Oleguer Pujol, el hijo menor del clan Pujol, ha reconocido ante el juez que cobró 2,5 millones de euros por el pelotazo en la compra venta de 1.152 sucursales del Banco Santander en el 2007, pero ha asegurado que ya ha regularizado este dinero en varios escritos mandados al juzgado por lo que lo más probable es que este jueves ratifique esta versión ante el togado José de la Mata. Javier de la Rosa, que actuó como intermediario en esta operación, también explicó este miércoles al magistrado que ha regularizado la comisión que percibió por sus labores de intermediación en este negocio.

De la Mata ha reactivado el caso Pujol con la declaración de Oleguer, que hasta ahora no ha declarado ante ningún juez, a pesar de estar bajo sospecha desde el 2014. El miércoles interrogó a los hijos de Javier de la Rosa, Gabriela y Javier, y a José María Villalonga y su hijo que participaron en el pelotazo por la compra venta de oficinas del Banco Santander.

Comisiones millonarias

Este negocio les reportó unas comisiones de 11,5 millones de euros. En su declaración, Javier de la Rosa ha desvinculado a Oleguer de gestionar esta operación. Y ha explicado que actuó como intermediario y se ha ofrecido a presentar los correos electrónicos para demostrar que su trabajo fue real. Por su parte, Villalonga y su hijo han explicado que eran los representantes del Banco Santander.

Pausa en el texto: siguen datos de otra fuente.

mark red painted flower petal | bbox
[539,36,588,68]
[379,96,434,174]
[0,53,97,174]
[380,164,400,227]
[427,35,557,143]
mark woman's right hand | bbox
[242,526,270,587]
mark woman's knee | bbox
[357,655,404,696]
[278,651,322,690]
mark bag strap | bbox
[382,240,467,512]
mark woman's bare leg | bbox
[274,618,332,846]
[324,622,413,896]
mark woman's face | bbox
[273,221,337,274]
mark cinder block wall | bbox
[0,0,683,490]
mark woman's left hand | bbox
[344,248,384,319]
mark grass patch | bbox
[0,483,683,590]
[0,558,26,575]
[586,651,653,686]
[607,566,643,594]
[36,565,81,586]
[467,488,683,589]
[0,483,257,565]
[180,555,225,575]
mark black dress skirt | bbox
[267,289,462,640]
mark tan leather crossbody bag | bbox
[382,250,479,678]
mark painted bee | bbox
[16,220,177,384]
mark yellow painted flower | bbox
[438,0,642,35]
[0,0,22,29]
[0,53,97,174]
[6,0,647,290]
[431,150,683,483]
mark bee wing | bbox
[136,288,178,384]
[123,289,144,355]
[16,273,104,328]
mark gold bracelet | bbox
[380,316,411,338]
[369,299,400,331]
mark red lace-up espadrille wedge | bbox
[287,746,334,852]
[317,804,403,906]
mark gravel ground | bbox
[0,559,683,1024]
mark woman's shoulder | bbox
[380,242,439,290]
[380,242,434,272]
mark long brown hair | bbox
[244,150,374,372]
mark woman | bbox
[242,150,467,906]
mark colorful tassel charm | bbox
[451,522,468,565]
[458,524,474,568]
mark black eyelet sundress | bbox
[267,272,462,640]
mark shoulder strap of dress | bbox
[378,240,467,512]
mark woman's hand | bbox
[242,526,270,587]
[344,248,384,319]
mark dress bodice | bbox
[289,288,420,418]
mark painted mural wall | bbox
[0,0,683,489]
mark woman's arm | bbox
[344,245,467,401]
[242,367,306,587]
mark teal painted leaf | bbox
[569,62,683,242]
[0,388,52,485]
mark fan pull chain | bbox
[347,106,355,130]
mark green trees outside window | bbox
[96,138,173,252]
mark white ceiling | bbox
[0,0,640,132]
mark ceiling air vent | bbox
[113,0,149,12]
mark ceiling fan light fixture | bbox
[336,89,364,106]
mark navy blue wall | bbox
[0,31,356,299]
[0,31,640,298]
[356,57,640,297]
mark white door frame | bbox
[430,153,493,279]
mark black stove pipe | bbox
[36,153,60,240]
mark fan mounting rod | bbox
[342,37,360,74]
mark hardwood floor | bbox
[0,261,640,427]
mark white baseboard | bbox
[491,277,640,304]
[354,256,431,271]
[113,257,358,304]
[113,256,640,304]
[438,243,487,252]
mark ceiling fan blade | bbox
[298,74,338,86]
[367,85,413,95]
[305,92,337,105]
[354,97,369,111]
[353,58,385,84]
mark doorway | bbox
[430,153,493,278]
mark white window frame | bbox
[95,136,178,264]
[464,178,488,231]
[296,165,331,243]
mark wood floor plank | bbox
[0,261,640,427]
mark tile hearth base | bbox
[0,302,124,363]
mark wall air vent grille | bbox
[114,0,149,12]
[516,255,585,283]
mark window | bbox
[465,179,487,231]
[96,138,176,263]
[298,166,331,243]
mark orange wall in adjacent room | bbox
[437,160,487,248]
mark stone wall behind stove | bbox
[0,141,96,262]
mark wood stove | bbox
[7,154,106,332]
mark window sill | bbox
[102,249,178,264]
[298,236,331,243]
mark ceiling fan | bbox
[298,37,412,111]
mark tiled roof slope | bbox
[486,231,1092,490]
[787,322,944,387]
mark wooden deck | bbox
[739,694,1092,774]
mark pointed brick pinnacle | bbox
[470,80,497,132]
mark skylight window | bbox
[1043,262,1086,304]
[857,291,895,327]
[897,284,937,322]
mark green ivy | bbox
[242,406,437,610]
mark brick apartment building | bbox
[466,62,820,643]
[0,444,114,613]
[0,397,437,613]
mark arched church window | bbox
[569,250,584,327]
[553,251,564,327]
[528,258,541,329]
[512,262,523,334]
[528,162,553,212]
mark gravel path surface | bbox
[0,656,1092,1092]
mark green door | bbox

Fuentes jurídicas han informado de que el juez no se ha interesado por el origen del dinero para llevar a cabo este pelotazo. El juez Santiago Pedraz remitió la investigación contra el hijo menor de los Pujol ante la sospecha de que este negocio se financió con la caja común que controlaba Jordi Pujol Ferrusola. El juez de la Mata asumió esta tesis y sostiene que la familia Pujol actúa como una organización con «una estrategia compartida y coordinada para desarrollar distintos negocios económicos, generar réditos, ocultarlos y distribuirlos entre todos para conseguir el lavado de los activos conseguidos».